Obstructive Sleep Apnoea


Diabetes is known to cause several complications such as vascular disease and foot problems. There is also a recognition that other conditions can occur with a high frequency in patients with type 2 diabetes, such as high blood pressure and abnormalities of cholesterol levels or interference with the male hormone – testosterone. One condition that has been the subject of much research is Obstructive Sleep Apnoea Syndrome (OSAS) and it is now being realised that this is increasingly common in the population of people with diabetes.



What is OSA?


Obstructive sleep apnoea occurs when the structures at the back of the nose and throat (the nasopharynx) partially collapse during deep sleep and block the flow of air to the lungs. This can lead to heavy snoring, temporary cessation of breathing whilst asleep (often noticed by the individuals partner) and poor quality, unrefreshing sleep. Knock on consequences of this are daytime drowsiness, exhaustion, emotional disturbance and high blood pressure.

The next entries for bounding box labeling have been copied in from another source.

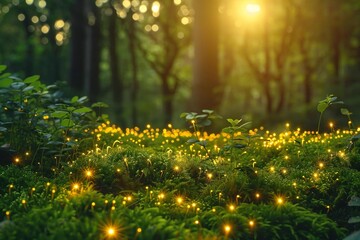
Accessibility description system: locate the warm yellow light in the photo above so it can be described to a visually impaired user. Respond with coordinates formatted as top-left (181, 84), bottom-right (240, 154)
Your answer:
top-left (106, 226), bottom-right (116, 237)
top-left (224, 224), bottom-right (231, 234)
top-left (38, 0), bottom-right (46, 8)
top-left (249, 220), bottom-right (255, 227)
top-left (18, 13), bottom-right (25, 22)
top-left (159, 193), bottom-right (165, 199)
top-left (229, 204), bottom-right (235, 211)
top-left (245, 3), bottom-right (260, 14)
top-left (176, 197), bottom-right (184, 204)
top-left (151, 1), bottom-right (160, 17)
top-left (276, 197), bottom-right (284, 205)
top-left (72, 183), bottom-right (80, 190)
top-left (54, 19), bottom-right (65, 30)
top-left (139, 4), bottom-right (147, 13)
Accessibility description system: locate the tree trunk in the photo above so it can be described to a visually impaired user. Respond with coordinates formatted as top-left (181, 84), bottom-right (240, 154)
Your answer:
top-left (84, 1), bottom-right (101, 102)
top-left (128, 13), bottom-right (139, 126)
top-left (191, 0), bottom-right (222, 111)
top-left (69, 0), bottom-right (86, 92)
top-left (108, 9), bottom-right (124, 126)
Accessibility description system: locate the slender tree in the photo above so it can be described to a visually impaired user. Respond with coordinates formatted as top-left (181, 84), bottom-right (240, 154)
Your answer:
top-left (191, 0), bottom-right (223, 111)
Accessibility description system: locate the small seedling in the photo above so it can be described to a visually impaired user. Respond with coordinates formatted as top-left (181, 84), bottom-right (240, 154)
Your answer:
top-left (317, 94), bottom-right (344, 133)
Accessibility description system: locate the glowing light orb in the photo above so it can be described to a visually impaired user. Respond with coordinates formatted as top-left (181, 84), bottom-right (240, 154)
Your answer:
top-left (245, 3), bottom-right (261, 14)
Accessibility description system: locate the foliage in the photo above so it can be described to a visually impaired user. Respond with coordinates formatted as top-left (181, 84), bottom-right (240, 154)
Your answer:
top-left (317, 94), bottom-right (345, 133)
top-left (0, 76), bottom-right (360, 239)
top-left (0, 66), bottom-right (106, 172)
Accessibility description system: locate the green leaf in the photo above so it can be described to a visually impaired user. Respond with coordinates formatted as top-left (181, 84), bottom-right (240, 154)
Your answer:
top-left (74, 107), bottom-right (92, 113)
top-left (0, 65), bottom-right (6, 73)
top-left (50, 111), bottom-right (69, 118)
top-left (202, 109), bottom-right (214, 115)
top-left (186, 138), bottom-right (199, 143)
top-left (196, 140), bottom-right (207, 147)
top-left (11, 82), bottom-right (25, 89)
top-left (195, 114), bottom-right (208, 118)
top-left (317, 102), bottom-right (328, 113)
top-left (60, 118), bottom-right (75, 127)
top-left (348, 196), bottom-right (360, 207)
top-left (350, 134), bottom-right (360, 142)
top-left (91, 102), bottom-right (109, 108)
top-left (71, 96), bottom-right (79, 103)
top-left (24, 75), bottom-right (40, 83)
top-left (0, 78), bottom-right (13, 88)
top-left (78, 96), bottom-right (89, 103)
top-left (226, 118), bottom-right (242, 127)
top-left (348, 216), bottom-right (360, 223)
top-left (22, 86), bottom-right (34, 92)
top-left (0, 73), bottom-right (11, 79)
top-left (340, 108), bottom-right (352, 116)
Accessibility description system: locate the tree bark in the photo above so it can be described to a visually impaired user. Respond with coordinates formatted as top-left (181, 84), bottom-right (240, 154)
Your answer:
top-left (191, 0), bottom-right (222, 111)
top-left (108, 10), bottom-right (124, 126)
top-left (84, 0), bottom-right (101, 102)
top-left (69, 0), bottom-right (86, 92)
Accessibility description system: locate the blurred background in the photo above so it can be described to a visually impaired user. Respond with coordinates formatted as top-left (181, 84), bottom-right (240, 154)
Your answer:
top-left (0, 0), bottom-right (360, 129)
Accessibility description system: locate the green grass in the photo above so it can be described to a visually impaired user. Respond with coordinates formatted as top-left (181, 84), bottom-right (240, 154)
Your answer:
top-left (0, 123), bottom-right (360, 239)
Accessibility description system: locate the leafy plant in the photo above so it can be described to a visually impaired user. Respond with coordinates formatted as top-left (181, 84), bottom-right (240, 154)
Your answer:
top-left (317, 94), bottom-right (344, 133)
top-left (0, 65), bottom-right (107, 170)
top-left (222, 118), bottom-right (251, 156)
top-left (180, 109), bottom-right (222, 157)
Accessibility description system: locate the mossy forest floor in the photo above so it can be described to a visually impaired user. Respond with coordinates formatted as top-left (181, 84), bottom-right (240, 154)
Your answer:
top-left (0, 122), bottom-right (360, 240)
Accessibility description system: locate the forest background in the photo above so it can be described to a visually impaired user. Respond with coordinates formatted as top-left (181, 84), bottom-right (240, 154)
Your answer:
top-left (0, 0), bottom-right (360, 129)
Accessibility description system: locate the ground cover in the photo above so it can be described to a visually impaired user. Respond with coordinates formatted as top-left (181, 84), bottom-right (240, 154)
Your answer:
top-left (0, 66), bottom-right (360, 239)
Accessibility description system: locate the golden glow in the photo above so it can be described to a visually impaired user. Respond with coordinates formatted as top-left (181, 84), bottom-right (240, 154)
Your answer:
top-left (224, 224), bottom-right (231, 234)
top-left (106, 226), bottom-right (116, 238)
top-left (151, 1), bottom-right (160, 17)
top-left (31, 16), bottom-right (39, 23)
top-left (38, 0), bottom-right (46, 8)
top-left (72, 183), bottom-right (80, 190)
top-left (249, 220), bottom-right (255, 227)
top-left (176, 197), bottom-right (184, 204)
top-left (245, 3), bottom-right (260, 14)
top-left (18, 13), bottom-right (25, 22)
top-left (54, 19), bottom-right (65, 30)
top-left (139, 4), bottom-right (147, 13)
top-left (85, 170), bottom-right (93, 178)
top-left (181, 17), bottom-right (190, 25)
top-left (151, 24), bottom-right (159, 32)
top-left (229, 204), bottom-right (235, 211)
top-left (276, 197), bottom-right (284, 205)
top-left (122, 0), bottom-right (131, 9)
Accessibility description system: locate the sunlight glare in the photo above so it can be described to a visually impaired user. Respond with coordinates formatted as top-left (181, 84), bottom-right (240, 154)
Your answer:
top-left (245, 3), bottom-right (260, 14)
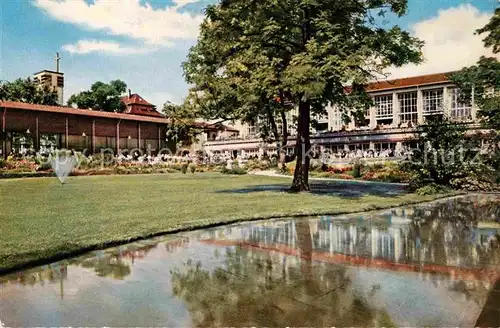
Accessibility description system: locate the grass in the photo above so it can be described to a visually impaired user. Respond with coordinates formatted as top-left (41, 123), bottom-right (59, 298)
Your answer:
top-left (0, 173), bottom-right (454, 273)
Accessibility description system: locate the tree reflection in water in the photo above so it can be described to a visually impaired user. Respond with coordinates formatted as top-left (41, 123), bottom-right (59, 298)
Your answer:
top-left (171, 220), bottom-right (394, 326)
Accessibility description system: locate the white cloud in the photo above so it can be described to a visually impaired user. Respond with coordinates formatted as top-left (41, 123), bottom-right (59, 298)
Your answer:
top-left (62, 40), bottom-right (158, 54)
top-left (389, 4), bottom-right (500, 78)
top-left (172, 0), bottom-right (198, 8)
top-left (34, 0), bottom-right (203, 46)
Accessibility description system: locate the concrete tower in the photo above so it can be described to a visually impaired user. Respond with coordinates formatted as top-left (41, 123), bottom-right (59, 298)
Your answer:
top-left (33, 53), bottom-right (64, 106)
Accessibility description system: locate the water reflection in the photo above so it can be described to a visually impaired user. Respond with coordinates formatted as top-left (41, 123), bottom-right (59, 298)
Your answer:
top-left (0, 196), bottom-right (500, 326)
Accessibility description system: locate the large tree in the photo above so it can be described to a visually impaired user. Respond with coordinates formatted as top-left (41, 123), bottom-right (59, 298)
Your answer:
top-left (0, 78), bottom-right (58, 106)
top-left (476, 7), bottom-right (500, 53)
top-left (451, 7), bottom-right (500, 130)
top-left (68, 80), bottom-right (127, 112)
top-left (184, 0), bottom-right (422, 191)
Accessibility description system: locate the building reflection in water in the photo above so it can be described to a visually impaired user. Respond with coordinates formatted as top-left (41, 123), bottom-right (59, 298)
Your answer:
top-left (0, 197), bottom-right (500, 326)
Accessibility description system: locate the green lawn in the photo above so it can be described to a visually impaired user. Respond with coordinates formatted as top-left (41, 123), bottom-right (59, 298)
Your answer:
top-left (0, 173), bottom-right (450, 272)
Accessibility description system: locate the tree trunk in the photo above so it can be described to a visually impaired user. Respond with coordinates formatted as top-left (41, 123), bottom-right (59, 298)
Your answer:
top-left (290, 100), bottom-right (311, 192)
top-left (279, 108), bottom-right (288, 172)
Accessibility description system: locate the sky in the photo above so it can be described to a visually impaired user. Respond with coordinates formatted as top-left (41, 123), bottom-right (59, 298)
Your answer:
top-left (0, 0), bottom-right (500, 108)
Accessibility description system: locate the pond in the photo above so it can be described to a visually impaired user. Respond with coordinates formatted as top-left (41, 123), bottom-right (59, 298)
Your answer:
top-left (0, 195), bottom-right (500, 327)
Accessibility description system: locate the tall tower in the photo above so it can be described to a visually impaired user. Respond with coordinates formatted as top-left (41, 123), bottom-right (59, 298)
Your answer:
top-left (33, 52), bottom-right (64, 106)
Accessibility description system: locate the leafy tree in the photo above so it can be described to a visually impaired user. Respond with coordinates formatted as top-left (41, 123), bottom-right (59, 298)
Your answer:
top-left (451, 57), bottom-right (500, 130)
top-left (68, 80), bottom-right (127, 112)
top-left (0, 78), bottom-right (58, 106)
top-left (403, 116), bottom-right (495, 190)
top-left (184, 0), bottom-right (422, 191)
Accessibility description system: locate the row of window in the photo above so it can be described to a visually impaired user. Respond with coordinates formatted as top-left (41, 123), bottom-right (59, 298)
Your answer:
top-left (374, 88), bottom-right (471, 123)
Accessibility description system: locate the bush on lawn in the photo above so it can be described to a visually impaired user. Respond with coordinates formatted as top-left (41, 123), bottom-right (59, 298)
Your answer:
top-left (352, 161), bottom-right (363, 179)
top-left (181, 163), bottom-right (188, 174)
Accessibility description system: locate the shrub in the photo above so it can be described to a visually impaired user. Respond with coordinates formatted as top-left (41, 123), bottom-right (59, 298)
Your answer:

This blockage of the airway during the night means that there is a relative lack of oxygen getting round the body and contribute to a sluggish metabolism. OSA tends to occur in people who are overweight and this can make their diabetes control worse over time.


How to work out if you might have OSA.


It can be difficult to know if symptoms such as snoring are due to OSA, but if there is a persistent problem with stopping breathing during the night or excessive daytime sleepiness then it might be worth completing the following screening tool.






This questionnaire is designed to determine your levels of daytime sleepiness which tells us whether you are getting adequate sleep. Use the following scale to choose the most appropriate number for each situation:


0 = would never doze or sleep.

1 = slight chance of dozing or sleeping

2 = moderate chance of dozing or sleeping

3 = high chance of dozing or sleeping










 Sitting and reading




 Watching TV




 Sitting inactive in a public place




 Being a passenger in a car or bus for

 more than an hour




 Lying down in the afternoon




 Sitting and talking to someone




 Sitting quietly after lunch (no alcohol)




 Stopped for a few minutes in traffic while










If your total score is greater than 9 it would be a good idea to speak to your doctor for further investigation.